Everything in your lumbar spine is noted as being normal, with the exception of the L4-L5 segment. At this level, there are some signs of arthritic type changes that are showing on the endplate, which is the edge of the vertebrae. There is a slight amount of narrowing of the disc space at this level, and there is a "moderate" disc herniation at this level as well.
[B]At L4-5, there is moderate midline disc herniation with moderate compression of the thecal sac and right lateral recess.[/B] The disc bulge is pressing into the thecal sac and right lateral recess, which could result in some nerve compression. This is the only stenotic issue noted in the report.
Everything else is "normal." Alignment is good. No compression fractures are found. The central canal is of normal size. (When it is smaller than normal, it can be a cause of stenosis.) The foramina are open ("widely patent"). The foramina are openings through which the spinal nerves exit the spine. They can also be a source for stenotic problems...but yours are normal and open...no nerve compression.
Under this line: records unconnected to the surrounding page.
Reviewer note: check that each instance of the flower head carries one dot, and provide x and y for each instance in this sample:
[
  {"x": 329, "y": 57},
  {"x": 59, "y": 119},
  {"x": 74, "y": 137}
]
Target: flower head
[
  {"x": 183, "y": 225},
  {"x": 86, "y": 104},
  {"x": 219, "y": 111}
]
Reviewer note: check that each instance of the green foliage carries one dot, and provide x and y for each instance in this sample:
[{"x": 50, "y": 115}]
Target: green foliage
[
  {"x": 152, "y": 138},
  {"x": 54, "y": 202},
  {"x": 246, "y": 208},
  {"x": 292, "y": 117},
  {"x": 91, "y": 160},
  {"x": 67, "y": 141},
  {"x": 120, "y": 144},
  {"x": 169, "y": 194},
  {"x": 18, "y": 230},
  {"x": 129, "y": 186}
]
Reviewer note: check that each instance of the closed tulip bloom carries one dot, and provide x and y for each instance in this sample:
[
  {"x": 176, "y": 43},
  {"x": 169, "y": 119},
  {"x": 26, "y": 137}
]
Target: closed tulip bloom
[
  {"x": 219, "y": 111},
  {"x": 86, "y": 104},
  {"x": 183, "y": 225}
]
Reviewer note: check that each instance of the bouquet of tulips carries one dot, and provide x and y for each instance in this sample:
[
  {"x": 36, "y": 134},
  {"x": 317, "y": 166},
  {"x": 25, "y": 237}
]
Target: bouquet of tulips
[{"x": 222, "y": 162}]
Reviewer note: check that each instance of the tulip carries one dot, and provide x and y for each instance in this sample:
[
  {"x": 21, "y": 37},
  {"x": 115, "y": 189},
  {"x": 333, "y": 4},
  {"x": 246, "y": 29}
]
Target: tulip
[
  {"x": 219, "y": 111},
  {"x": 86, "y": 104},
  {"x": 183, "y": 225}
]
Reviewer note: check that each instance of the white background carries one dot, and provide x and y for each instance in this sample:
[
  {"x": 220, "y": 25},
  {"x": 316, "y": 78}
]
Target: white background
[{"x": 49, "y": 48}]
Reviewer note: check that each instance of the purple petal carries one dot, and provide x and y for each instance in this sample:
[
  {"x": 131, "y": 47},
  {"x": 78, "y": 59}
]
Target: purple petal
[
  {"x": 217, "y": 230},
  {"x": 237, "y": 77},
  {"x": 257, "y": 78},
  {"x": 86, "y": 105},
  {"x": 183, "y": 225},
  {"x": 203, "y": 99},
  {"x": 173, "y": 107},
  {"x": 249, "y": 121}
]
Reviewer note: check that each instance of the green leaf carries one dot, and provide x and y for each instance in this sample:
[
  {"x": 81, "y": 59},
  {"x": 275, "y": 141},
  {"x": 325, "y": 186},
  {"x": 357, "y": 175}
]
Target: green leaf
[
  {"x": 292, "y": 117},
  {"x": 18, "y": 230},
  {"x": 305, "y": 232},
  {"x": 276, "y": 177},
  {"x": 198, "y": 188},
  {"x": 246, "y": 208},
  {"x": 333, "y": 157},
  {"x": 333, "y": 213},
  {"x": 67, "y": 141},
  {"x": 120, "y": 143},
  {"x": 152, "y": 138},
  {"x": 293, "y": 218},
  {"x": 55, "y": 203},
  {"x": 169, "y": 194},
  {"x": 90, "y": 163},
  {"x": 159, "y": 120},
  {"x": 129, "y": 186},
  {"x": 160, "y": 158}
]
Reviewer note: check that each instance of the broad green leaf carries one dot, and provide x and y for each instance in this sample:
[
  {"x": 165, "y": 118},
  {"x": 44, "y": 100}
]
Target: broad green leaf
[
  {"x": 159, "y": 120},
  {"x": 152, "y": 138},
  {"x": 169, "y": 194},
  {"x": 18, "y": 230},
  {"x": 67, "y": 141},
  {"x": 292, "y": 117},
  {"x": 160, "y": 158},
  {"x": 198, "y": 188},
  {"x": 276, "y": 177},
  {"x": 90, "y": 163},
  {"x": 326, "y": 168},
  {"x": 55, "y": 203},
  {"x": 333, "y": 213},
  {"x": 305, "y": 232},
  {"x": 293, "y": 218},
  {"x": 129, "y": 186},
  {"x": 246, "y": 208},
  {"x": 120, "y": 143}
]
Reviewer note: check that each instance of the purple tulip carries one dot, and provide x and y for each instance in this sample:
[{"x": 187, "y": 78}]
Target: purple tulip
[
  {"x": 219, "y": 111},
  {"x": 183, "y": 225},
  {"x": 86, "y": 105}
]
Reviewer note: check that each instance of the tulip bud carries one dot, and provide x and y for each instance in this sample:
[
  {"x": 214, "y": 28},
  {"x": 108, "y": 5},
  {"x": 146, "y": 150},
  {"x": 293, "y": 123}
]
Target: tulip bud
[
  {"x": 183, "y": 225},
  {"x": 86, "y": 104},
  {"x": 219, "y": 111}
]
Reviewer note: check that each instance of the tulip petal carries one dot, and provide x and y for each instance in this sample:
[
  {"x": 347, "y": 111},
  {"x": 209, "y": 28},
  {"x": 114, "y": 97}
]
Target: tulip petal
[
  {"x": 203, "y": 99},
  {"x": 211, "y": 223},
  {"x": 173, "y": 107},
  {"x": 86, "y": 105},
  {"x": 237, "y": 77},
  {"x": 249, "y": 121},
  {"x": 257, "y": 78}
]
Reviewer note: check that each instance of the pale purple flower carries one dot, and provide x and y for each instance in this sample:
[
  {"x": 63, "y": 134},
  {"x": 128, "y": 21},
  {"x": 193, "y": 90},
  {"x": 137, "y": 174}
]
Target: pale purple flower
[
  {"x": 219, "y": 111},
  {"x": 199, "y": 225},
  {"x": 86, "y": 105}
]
The impression is the area where the radiologist sums up his findings. You will see that it states there is moderate disc herniation at L4-L5.
There is nothing to indicate that discs are "blown out." If discs show black on MRI, it indicates they are losing their moisture and are drying out. Usually the report will refer to "disc dessication" which is not mentioned in your report.
Unless the spine specialist finds things on physical exam that are not showing up on the MRI, you should be able to treat your problems using conservative treatments -- probably some physical therapy and oral medications, perhaps a steroid injection if it is warranted.
Herniated discs can and do heal on their own without surgical intervention. The very small amount of stenosis that is mentioned shouldn't be causing you any major problems. If it were bad and compressing a nerve, it would be referred to as "severe."
Hope this helps. What type of doctor will you be seeing to find out the results of the MRI and what plan there is for treatment?